三菱重工グループの RECO、「M-CAS」装置を愛媛県へ納入

・原子力防災分野に新たな可搬型ソリューション

三菱重工グループの再処理機器(RECO、東京都港区)は10月10日、原子力災害時の屋内退避設備として開発した可搬型陽圧テント装置「M-CAS(Movable-Clean Air Shelter)」を、愛媛県より受注したと発表した。本装置は、災害時に避難が困難な要配慮者や孤立地区住民の一時退避空間を迅速に確保することを目的としたもので、設置場所を選ばない高い機動性と、短時間での展張性を兼ね備えている。

■能登半島地震の教訓を反映、迅速展開型の陽圧空間を実現

M-CASの開発背景には、2024年1月の能登半島地震における避難困難事例がある。建物の倒壊や道路寸断により、要配慮者の長距離移動が困難となったことを受け、RECOは「設置場所を選ばず、少人数で展開可能な屋内退避設備」の必要性に着目。従来の建物気密化方式に代わる可搬型陽圧空間として、M-CASを設計した。

本装置は、空気を送るだけで自立するエアテント構造を採用。外部フレームを排除することで、設営作業の簡素化と軽量化を実現しており、大人2名で約5分以内に展張可能。事前工事不要で、体育館・公民館・集会場など多様な施設への設置に対応する。

■モジュール構成で柔軟なレイアウト設計が可能

M-CASは、居室テント(幅6m×奥行8m×高さ2.5m)とユーティリティテント(奥行4m、1~3室構成)を自由に組み合わせることで、小規模から大規模までの陽圧エリアを柔軟に構築できる。居室テントには簡易ベッド10台の設置が可能で、ユーティリティテントはトイレ、支援者休憩、備蓄品置き場など多用途に対応する。

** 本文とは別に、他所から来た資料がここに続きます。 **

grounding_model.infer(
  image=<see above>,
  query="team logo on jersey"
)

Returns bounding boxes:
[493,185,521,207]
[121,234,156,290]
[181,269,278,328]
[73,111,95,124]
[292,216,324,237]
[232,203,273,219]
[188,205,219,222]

空気浄化ユニットは、テントの自立と内部陽圧化を1台で担い、装置一式は小型トラックまたはSUV車1台で輸送可能。防災倉庫での保管から指定避難所への迅速な搬送・展開を想定した設計となっている。

■実証訓練で高評価、自治体支援の新たな選択肢に

本年8月31日に新潟県柏崎市で実施された原子力防災訓練では、試作機がコミュニティセンター内に設置され、参加住民からは「設営の容易さ」「空間の快適性」に高い評価が寄せられた。RECOは今後も、自治体・事業者との連携を通じて、原子力災害時の屋内退避支援体制の強化に貢献していく方針。